Сверх того, в этом преувеличении немалое участие принимала и нервная чиновническая впечатлительность. Трудно не снервничать, когда на лице начальника видишь благосклонную улыбку, когда начальство, так сказать, само, под влиянием нервной чувствительности, ко всякому встречному вопиет: "Искренности, только искренности, одной искренности!"
Благонравен ли русский мужик? Привязан ли он к тем исконным основам, на которых зиждется человеческое общество? Достаточно ли он обеспечен в матерьяльном отношении? Какую дозу свободы может он вынести, не впадая в самонадеянные преувеличения и не возбуждая в начальстве опасений? – вот нешуточные вопросы, которые обращались к нам, людям, имевшим случай стоять лицом к лицу с русским народом…
Согласитесь, что для людей, имеющих в виду сделать служебную карьеру, подобные вопросы – сущий клад.
Но мы, даже независимо от эгоистических соображений о карьере, имели полную возможность дать именно те ответы, которые всего больше подходили к веяниям минуты. Подобные ответы вырываются как-то сами собою. Бывают торжественные минуты, когда сердце подчиненного невольно настроивается в унисон с сердцем начальника и когда память, словно подкупленная, представляет целую массу именно таких фактов, которые наиболее в данный момент желательны. Это те минуты, когда в воздухе чуется особенно сильный запрос на подчиненную искренность. Тогда мысли зарождаются в голове мгновенно, слова льются из уст без удержа, и всё слова хорошие, настоящие. «Благонравен», "привязан", «обеспечен», "способен и достоин" и т. д. И мы видели, как, по мере наших ответов, тени, лежавшие на лицах наших начальников, постепенно сбегали с них и как эти люди, дотоле недоумевавшие, а быть может, и снедаемые опасениями, вдруг загорались уверенностью, что черт совсем не так страшен, как его малюют…
– Так что если, в видах пользы службы, несколько усилить власть исправников, то народ это вынесет?
– Совершенно вынесет, ваше превосходительство!
– А ежели распорядиться насчет упрочения основ при посредстве не отяготительной, но зрело соображенной системы штрафов, то народ и этим останется доволен?
– Совершенно доволен, ваше превосходительство!
– Ну, а ежели поприкинуть кой-что к повинностям… как вы думаете, это не произведет чувствительного влияния на народное благосостояние?
– He только, ваше превосходительство, не произведет, но даже… ах, ваше превосходительство!
И так далее.
Одним словом, мы непререкаемыми фактами подтвердили все те предвидения и чаяния, которые смутно гнездились в сердцах петербургских начальников насчёт «достоинств» и «способностей» русского мужика. В Петербурге надеялись, что русский человек гостеприимен – мы привели столько анекдотов насчет русского гостеприимства (некоторые анекдоты даже свидетельствовали о гостеприимстве с раскровенением), что отныне факт этот из области "видов и предположений" перешел в область самой неопровержимой действительности. В Петербурге предвидели, что русский человек патриархален – мы рассказали столько анекдотов из практики патриархальнейшего снохачества, что и этот факт утвердился на незыблемом основании. В Петербурге догадывались, что русский человек живет в полном удовольствии – мы и эту догадку подтвердили, рассказав, что многие мужики разводят гусей, уток и поросят… для себя.

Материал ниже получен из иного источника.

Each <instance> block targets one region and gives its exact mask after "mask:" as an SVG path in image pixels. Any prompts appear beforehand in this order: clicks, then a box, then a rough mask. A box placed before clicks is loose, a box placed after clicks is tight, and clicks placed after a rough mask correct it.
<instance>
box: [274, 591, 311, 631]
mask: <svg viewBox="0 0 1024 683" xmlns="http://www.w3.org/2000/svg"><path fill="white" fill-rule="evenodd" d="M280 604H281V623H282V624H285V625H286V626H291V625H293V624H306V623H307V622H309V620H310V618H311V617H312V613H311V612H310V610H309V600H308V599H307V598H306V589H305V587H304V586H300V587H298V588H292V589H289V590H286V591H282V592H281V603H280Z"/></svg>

Если бы мы не подтвердили всего этого, то очень может быть, что петербургские начальники огорчились бы, но, к счастию для нас, наши собственные наблюдения (по крайней мере, в том виде, как представляла их наша память) до того сходились с петербургскими предвидениями, что нам не приходилось даже лицемерить.
Повторяю: мы были искренны. Мы действительно видели в деревнях и гусей и уток, действительно знали множество примеров патриархального снохачества, действительно производили следствия о гостеприимстве с раскровенением. И по мере того как мы рассказывали наши анекдоты, в нас самих происходил психологический мираж, вследствие которого мужик становился перед нами словно живой. Мужик благонравный, патриархальный, трудолюбивый, мужик угодный богу и начальству не неприятный. И много прочувствованных слов сказали мы об этом мужике, и даже не одну слезу пролили по поводу его. То были сладкие, нервные слезы, под тихое журчание которых незаметно, сами собой, устроивались наши служебные карьеры…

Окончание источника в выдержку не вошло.